Immeuble de bureaux ou champ d’algues ? La tour biO2 de l’agence X-TU

Rédigé par Olivier NAMIAS
Publié le 01/12/2010

Vue d'une tour équipée de photobioréacteurs dans un contexte fictif

Article paru dans le d'A n°196

La recherche du bâtiment à énergie positive ne s'est guère traduite jusqu'à présent que par l'application tous azimuts de panneaux photovoltaïques. Système actuellement étu-dié par l'agence X-TU, BiO2 va plus loin et se propose d'appliquer des bioréacteurs sur l'enveloppe du bâtiment, afin de transformer la façade en « biofaçade ». Selon l'encyclopédie Wikipédia, « un bioréacteur est une unité technologique dans laquelle on multiplie des micro-organismes (levures, bactéries, champignons microscopiques, algues, cellules animales et végétales) tant pour la production de biomasse en soi que pour la production d'un métabolite ou encore la bioconversion d'une molécule d'intérêt. »

Les bioréacteurs sont parfois désignés par le terme de propagateurs ou de fermenteurs, et utilisés depuis longtemps par les industries biopharmaceutiques, plus récemment pour la fabrication de biocarburants. Leur utilisation dans l'architecture commence à être envisagée comme une possibilité, mais s'ils peuvent produire de l'énergie, ils sont encore loin de susciter l'engouement des cellules photovoltaïques.
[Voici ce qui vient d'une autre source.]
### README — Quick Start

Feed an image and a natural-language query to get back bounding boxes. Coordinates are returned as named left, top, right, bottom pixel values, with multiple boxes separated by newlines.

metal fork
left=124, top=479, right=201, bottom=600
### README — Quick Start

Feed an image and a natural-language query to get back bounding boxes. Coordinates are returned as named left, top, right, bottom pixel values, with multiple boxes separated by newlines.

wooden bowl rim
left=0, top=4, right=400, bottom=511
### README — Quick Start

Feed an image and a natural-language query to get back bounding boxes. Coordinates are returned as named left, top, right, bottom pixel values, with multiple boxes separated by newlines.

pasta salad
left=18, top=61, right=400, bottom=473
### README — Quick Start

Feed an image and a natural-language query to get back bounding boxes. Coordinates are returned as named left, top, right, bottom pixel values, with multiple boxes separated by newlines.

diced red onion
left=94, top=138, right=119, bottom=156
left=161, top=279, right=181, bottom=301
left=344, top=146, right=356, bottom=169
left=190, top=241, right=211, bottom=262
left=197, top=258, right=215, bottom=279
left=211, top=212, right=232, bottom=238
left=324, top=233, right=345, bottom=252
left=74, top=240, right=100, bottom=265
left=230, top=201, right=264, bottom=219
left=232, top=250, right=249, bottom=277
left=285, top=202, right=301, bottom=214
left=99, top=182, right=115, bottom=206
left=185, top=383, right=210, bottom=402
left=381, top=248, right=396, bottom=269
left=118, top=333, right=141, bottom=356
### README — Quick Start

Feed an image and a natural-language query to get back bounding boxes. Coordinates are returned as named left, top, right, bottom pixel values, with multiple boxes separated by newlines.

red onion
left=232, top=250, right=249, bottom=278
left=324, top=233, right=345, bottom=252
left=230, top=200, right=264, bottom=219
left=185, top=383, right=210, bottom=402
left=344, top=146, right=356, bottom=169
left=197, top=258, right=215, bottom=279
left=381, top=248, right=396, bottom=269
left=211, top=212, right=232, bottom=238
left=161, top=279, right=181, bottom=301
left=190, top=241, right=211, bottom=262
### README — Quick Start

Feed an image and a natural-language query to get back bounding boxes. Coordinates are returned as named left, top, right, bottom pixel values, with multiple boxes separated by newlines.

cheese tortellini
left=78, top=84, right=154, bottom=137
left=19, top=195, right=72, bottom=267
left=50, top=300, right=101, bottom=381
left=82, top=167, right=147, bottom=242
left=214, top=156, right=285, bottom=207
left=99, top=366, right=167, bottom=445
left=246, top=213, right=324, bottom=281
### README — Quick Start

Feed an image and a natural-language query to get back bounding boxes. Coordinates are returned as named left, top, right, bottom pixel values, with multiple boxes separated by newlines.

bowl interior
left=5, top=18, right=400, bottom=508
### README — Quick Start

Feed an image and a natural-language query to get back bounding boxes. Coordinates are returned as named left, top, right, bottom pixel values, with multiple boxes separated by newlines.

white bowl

Engagé dans la mise au point de bioréacteurs architecturaux, le MIT semble avoir renoncé, faute d'avoir su maîtriser les réactions de fouling. Ce phénomène, bien connu des aquariophiles comme des plaisanciers, se traduit par la colonisation des parois par les organismes marins.
En France, l'agence X-TU travaille depuis deux ans sur les photobioréacteurs et cherche à développer leur intégration dans l'architecture. Le système qu'elle étudie actuellement est une série de tubes en verre de 55 centimètres de diamètre, placés entre deux parois vitrées pour la régulation thermique. Disposés en façade, ces bioréacteurs fonctionnant à l'eau de mer forment un milieu de culture pour des algues microscopiques à croissance rapide. Transformant par photosynthèse le CO2 en oxygène, ces algues sont récoltées chaque soir pour être transformées en biocarburant. L'eau – et les algues – circulant sur tout le pourtour de l'étage, les problèmes de façade exposée au soleil ou non ne se posent pas. Quel que soit l'ensoleillement ou l'orientation, le produit sera toujours exposé à la lumière. Une source d'illumination artificielle a été ajoutée afin de pallier les baisses de luminosité trop importantes. Pour l'instant, l'algue cultivée est une espèce grasse fournissant un biocarburant de troisième génération, mais le système est évolutif et pourrait recevoir des algues procurant des produits alimentaires ou destinés à l'industrie pharmaceutique.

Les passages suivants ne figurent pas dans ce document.